Te alejaste por donde habías venido sin mirar ni un momento atrás. Esperé. Esperé a que te giraras y me abrazaras. Pero me quedé ahí hasta que llegó la noche. Me senté en el asfalto desgastado por las ruedas de los coches. Me arrebujé en mi abrigo de paño. Pedí al cielo estrellado que volvieras. El impacto de verte alejarte de mí sin poder hacer nada me había dejado helada. Mi mano que había descansado en tu mejilla aún tenía tu calor. El viento removía mi pelo.  Un rayo calló a unos metros de mí. Como si Zeus me estuviera avisando de que no ibas a volver, de que regresara a mi casa. Pero yo, la verdad, ya no tenía ningún sitio al que llamar hogar. Abrí la boca con intención de gritar tu nombre, pero también perdí la voz. La neblina me impedía ver más allá de aquel estúpido camino que nos separaba.

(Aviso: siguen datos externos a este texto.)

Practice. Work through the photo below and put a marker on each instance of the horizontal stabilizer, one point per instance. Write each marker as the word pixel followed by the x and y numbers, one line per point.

 No soy más que una cría. Una cría sin sueños, sin esperanzas.  Una chica que nunca fue como los demás. No por el hecho de que ahora mismo esté aquí, sentada en el asfalto de una carretera al fin del mundo esperando algo que ni yo sé. Diferente porque yo no quiero ser el tipo de chica que le gusta a todo el mundo, porque es algo que odio. Supongo que es por eso que ya no tengo a donde ir. En mi mundo tú eras el pilar que lo sustentaba. Sé que mis historias dan la impresión de que me gusta recrearme en mi propia mierda, pero seamos realistas, estoy aquí con un frío del carajo, la nariz como un tomate y  lagrimones congelados antes de poder salir a tomar el aire.  Solas las estrellas y yo. Todo muy poético. Que las estrellas sean las que están ahí en las noches, cuando todo el subconsciente cobra vida. Que la luna te siga en tus viajes de verano, que te dé luz cuando se supone que tendría que haber oscuridad.

Me ha dado por esperar en esta maldita carretera.

Espero que algo pase pronto o cogeré la gripe o algo.